Given the chance, dogs—like people—can always start over and live the life they were meant for. “All dogs need a place to love, learn, and be loved,” says Kate. “There is nothing in the world that compares to the love and trust of a dog you've rescued.”

Kate’s Top 3 Ways Dog Lovers Can Support Their Local Shelters and Rescue Groups 

Call them and ask them what supplies they need! “I collect gently used collars and leashes and share them with DIBS and the Playa Animal Rescue in Mexico where Zelda came from. We also send supplies through DIBS to The Snoopi Project in Mexico too! Local shelters often collect things like towels and blankets as well.” 

Word of mouth! “Spread the good news about an organization where you got your pup! There are so many and it's so important that rescues of all sizes are getting the publicity because there are a lot of people looking to adopt these days.”

Fundraising. “I'm a big fan of fundraising for rescue organizations and other community-minded organizations in my community. I love "in lieu of gifts" parties and having donations be given to local shelters, especially those that are volunteer-run and not-for-profit.”

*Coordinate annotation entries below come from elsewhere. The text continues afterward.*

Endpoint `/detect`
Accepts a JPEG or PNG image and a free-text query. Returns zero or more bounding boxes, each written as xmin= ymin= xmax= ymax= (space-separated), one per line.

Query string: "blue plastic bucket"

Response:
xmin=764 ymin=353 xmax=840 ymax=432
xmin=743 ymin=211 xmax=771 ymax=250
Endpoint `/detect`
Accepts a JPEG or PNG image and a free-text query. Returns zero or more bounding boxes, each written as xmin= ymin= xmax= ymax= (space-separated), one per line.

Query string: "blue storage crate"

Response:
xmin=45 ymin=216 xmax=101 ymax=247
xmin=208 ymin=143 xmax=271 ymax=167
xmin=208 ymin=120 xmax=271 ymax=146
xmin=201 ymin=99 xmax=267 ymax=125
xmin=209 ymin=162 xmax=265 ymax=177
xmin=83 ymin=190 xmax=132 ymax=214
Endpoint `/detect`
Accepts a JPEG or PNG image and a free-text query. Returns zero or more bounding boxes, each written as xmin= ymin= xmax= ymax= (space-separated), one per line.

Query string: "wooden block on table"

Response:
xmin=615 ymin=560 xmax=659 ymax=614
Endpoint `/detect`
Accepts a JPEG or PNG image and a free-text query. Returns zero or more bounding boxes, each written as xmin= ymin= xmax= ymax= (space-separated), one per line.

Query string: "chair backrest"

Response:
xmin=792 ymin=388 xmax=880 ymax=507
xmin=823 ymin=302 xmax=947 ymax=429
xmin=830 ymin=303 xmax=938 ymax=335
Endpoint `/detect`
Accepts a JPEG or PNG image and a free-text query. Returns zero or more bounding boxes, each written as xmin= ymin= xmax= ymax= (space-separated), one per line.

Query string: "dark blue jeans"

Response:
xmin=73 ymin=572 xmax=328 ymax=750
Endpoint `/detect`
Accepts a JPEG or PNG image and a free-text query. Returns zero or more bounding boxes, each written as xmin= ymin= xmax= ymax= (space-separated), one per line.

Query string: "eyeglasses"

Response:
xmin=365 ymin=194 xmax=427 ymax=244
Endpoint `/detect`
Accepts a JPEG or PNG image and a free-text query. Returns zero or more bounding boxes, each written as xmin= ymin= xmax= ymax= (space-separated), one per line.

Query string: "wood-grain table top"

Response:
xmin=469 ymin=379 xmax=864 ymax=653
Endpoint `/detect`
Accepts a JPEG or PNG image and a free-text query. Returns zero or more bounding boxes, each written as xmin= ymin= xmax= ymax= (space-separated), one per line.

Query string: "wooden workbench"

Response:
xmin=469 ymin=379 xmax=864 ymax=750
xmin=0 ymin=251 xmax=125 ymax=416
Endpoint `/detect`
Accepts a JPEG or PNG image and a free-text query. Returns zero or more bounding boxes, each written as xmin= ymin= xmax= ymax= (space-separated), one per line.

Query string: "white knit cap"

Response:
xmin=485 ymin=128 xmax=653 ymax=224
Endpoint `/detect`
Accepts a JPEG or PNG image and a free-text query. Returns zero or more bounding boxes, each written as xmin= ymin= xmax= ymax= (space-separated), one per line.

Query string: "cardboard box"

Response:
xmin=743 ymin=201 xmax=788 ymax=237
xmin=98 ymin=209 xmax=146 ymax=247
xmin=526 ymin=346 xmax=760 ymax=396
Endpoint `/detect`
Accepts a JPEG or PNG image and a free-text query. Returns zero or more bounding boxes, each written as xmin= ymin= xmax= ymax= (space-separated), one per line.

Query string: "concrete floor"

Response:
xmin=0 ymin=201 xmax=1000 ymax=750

Kate’s Favourite Organizations Helping Dogs 

DIBS (Dogs in Better Spots) “This volunteer-run rescue brings dogs from Mexico to Canada. They are transparent and everything they do is for the well-being of their dogs. They are partnered with Playa Animal Rescue in Mexico so the lines of communication are always open and anyone looking to adopt will get the truth about their dog.”

BARK (Bytowne Association for Rescued Kanines) “Another volunteer-run rescue, BARK helps foster and rescue dogs from the Eastern Ontario area. I got my first dog from BARK and have witnessed the incredible things they have been doing for our four-legged friends for over 15 years.” 

The Snoopi Project “Based in Mexico, the Snoopi Project helps to rescue dogs that are neglected in the Mayan area, but also delivers supplies to families who love their dogs, but who perhaps don't have the means to give them proper shelter etc. The Snoopi Project employs a local carpenter to build dog houses and they deliver them to families.”